While 17-4PH has good castability, it is subject to hot-tearing, so heavy X or T sections, sharp corners, and
abrupt changes in section size should be avoided. Alloy 17-4PH castings are susceptible to microshrinkage
which will decrease the ductility but have no effect on the yield or ultimate strength. During heat treatment,
care must be exercised to avoid carbon or nitrogen contamination from furnace atmospheres. Combusted
hydrocarbon and dissociated ammonia atmospheres have been sources of contamination. Air is commonly used
and both vacuum and dry argon are effective for minimizing scaling. Oxides formed during solution treating
in air may be removed by grit blasting or abrasive tumbling. Alloy 17-4PH can be heat treated to develop a wide range of properties. Heat treatment procedures
are specified in applicable material specifications and MIL-H-6875."
As to hardness correlation to yield/tensile strength, there is no direct and exact correlation. For the same yield/tensile strength there may be up to 10Rc hardness variations.
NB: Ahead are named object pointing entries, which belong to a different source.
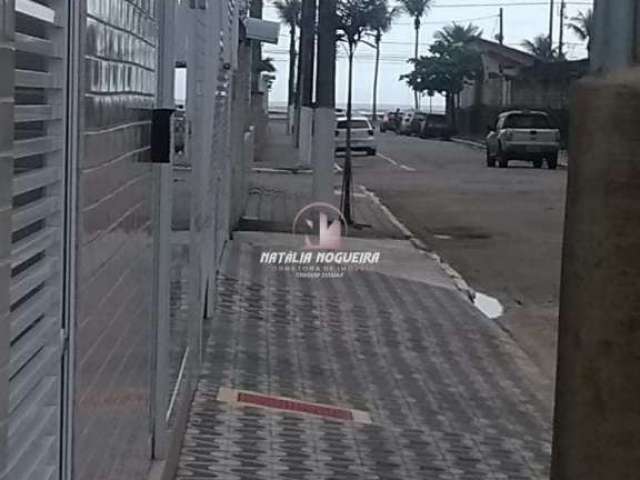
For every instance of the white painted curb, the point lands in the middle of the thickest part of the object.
(457, 279)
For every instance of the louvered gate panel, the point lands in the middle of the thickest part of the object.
(35, 293)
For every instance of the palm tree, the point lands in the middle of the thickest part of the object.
(380, 24)
(582, 26)
(289, 13)
(458, 34)
(354, 20)
(541, 47)
(416, 9)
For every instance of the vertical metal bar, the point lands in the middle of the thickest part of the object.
(6, 177)
(162, 179)
(69, 241)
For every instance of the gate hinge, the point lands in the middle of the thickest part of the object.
(64, 341)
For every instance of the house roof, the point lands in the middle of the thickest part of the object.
(556, 70)
(513, 55)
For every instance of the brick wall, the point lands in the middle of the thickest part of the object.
(6, 175)
(114, 333)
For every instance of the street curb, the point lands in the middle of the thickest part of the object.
(470, 143)
(284, 170)
(457, 279)
(481, 146)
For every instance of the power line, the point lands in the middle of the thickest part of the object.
(494, 4)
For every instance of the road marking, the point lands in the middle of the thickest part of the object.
(390, 160)
(393, 162)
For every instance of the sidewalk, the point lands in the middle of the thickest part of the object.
(448, 393)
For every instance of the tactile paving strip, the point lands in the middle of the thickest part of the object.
(241, 398)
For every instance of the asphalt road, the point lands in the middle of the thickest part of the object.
(500, 228)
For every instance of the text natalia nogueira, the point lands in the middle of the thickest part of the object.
(291, 257)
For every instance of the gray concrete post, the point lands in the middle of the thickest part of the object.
(597, 412)
(6, 178)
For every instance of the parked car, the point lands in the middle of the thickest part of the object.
(390, 121)
(436, 126)
(523, 135)
(404, 125)
(417, 123)
(362, 135)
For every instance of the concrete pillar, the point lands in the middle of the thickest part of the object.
(597, 417)
(614, 35)
(324, 155)
(306, 136)
(6, 178)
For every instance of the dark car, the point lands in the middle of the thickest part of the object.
(436, 126)
(389, 121)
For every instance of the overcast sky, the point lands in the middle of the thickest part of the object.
(523, 19)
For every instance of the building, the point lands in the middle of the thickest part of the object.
(616, 36)
(96, 372)
(511, 78)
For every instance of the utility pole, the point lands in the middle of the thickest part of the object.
(325, 116)
(307, 60)
(551, 24)
(561, 35)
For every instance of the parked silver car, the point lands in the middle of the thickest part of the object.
(523, 135)
(362, 135)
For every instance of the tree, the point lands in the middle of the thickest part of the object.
(446, 71)
(289, 13)
(266, 65)
(416, 9)
(354, 19)
(582, 26)
(383, 17)
(541, 47)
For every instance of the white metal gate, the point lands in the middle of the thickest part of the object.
(37, 335)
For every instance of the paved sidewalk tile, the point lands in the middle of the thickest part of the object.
(450, 394)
Therefore, if hardness is required, for each batch you will need to test heat treatment parameters which is not practical and you may end up with non standard heat treatments.
If this part is for aerospace/military use you probably do not have the freedom to use non standard heat treatments but only those allowed by MIL-H-6875. Therefore, hardness can not be defined but only yield and tensile strength.